Você chegou ao teatro bem tarde. Havia certa relutância em escrever peças?

- Eu me interessava por literatura, não teatro. Depois eu notei que o que eu estava procurando na minha literatura, e na minha escrita, estava presente numa grande peça.

Você estreou nos palcos com 'E nunca nos separarão', em 1994. Com mais de uma década no teatro, como analisa a evolução do seu trabalho?

- É difícil julgar meu próprio impacto. Mas eu tenho produzido muito. E meus textos são traduzidos para mais de 40 línguas.

Você atravessou praticamente todos os gêneros literários. Há fascínio especial por algum?

- Sou mais famoso como dramaturgo. Mas, basicamente, sou um poeta em tudo o que escrevo, seja um poema, uma peça ou um romance. A melhor definição é dada por Lorca: uma peça é um poema posto de pé.

Até que ponto Jon Fosse está inserido em seus textos?

- Até certo ponto. Mas para mim, escrever é ouvir, e eu não sou um autor autobiográfico. Eu nunca uso minhas experiências pessoais diretas nos meus escritos. Se fizesse isso, escreveria mal. Escrevo sobre as estruturas emocionais da vida.

Como tenta conciliar ritmo da linguagem às dimensões poéticas, metafóricas e visuais?

- É uma espécie de escuta, como disse. Não tento fazer nada, porque se você tenta não consegue alcançar. Apenas temos que fazer.

Como vê a literatura norueguesa contemporânea? Que autores destacaria? E por quê?

- Temos muitos bons escritores e muitos ruins. Nos últimos anos a literatura policial tomou o lugar antes ocupado pela literatura séria. É uma pena. Dag Solstad é o nosso melhor romancista contemporâneo. Assim como Olav H. Hauge é o nosso melhor poeta, mas que já morreu há uns 10 anos.

Certa vez, você escreveu: “Mas quem sou eu, então? Quem supostamente seria Jon Fosse?” Questão perturbadora para qualquer um e que, talvez, tem relação com a seminal questão de Shakespeare: “Ser ou não ser, eis a questão”. Como se relaciona com Shakespeare?

- É um gigante, talvez grande demais para mim. Eu me sinto próximo de Racine. A forma em Shakespeare é um aberta, enquanto em Racine é mais estrita e fechada. Sou um escritor do tipo de Racine.

Poderia detalhar como outras formas de arte influenciam o seu processo criativo? Parece que a música é elemento primordial na sua vida...

- Quando mais novo, eu era músico. Mas há muitos anos eu parei de tocar.
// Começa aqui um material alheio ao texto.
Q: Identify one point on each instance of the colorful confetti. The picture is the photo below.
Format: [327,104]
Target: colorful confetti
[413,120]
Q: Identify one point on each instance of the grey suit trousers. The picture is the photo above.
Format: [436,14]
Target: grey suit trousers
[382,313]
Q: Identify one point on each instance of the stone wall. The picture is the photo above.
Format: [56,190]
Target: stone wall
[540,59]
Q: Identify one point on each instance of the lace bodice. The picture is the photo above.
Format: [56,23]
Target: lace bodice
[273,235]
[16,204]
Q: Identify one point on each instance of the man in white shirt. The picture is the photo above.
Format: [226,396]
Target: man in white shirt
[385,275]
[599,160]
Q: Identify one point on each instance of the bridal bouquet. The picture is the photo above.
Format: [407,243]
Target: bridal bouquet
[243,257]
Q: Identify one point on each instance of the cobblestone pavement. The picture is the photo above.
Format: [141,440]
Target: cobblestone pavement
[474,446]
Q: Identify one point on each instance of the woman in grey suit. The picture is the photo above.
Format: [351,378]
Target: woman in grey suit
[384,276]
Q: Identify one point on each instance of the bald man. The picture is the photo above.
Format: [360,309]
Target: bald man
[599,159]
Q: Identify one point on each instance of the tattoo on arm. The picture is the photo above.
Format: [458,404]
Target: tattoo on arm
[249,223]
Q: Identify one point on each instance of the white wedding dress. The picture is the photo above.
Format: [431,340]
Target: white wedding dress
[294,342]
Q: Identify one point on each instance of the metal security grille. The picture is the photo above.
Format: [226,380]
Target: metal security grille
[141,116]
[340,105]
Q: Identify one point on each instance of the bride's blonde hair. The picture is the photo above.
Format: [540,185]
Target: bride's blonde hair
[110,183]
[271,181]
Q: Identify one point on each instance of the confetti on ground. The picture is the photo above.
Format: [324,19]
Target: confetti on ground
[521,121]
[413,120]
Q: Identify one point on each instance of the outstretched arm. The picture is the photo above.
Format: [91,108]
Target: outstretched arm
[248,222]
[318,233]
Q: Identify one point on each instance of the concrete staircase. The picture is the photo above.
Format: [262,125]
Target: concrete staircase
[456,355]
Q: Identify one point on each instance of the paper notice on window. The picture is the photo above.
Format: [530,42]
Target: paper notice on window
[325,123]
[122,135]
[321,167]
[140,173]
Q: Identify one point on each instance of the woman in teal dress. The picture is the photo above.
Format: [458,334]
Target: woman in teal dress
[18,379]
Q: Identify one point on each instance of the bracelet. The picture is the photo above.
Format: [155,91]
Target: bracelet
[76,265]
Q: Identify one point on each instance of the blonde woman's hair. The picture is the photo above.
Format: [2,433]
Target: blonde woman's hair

Ainda sinto a minha escrita mais próxima do tocar que do ato de falar ou do escrever jornalístico ou acadêmico. Também amo pintura, e a minha escrita também se assemelha a retratos. Se você, como artista, muda alguma coisa aqui e ali, é preciso alterar as coisas em muitos outros lugares. Tudo está conectado numa precisão louca. É assim a grande arte. É assim a grande dramaturgia.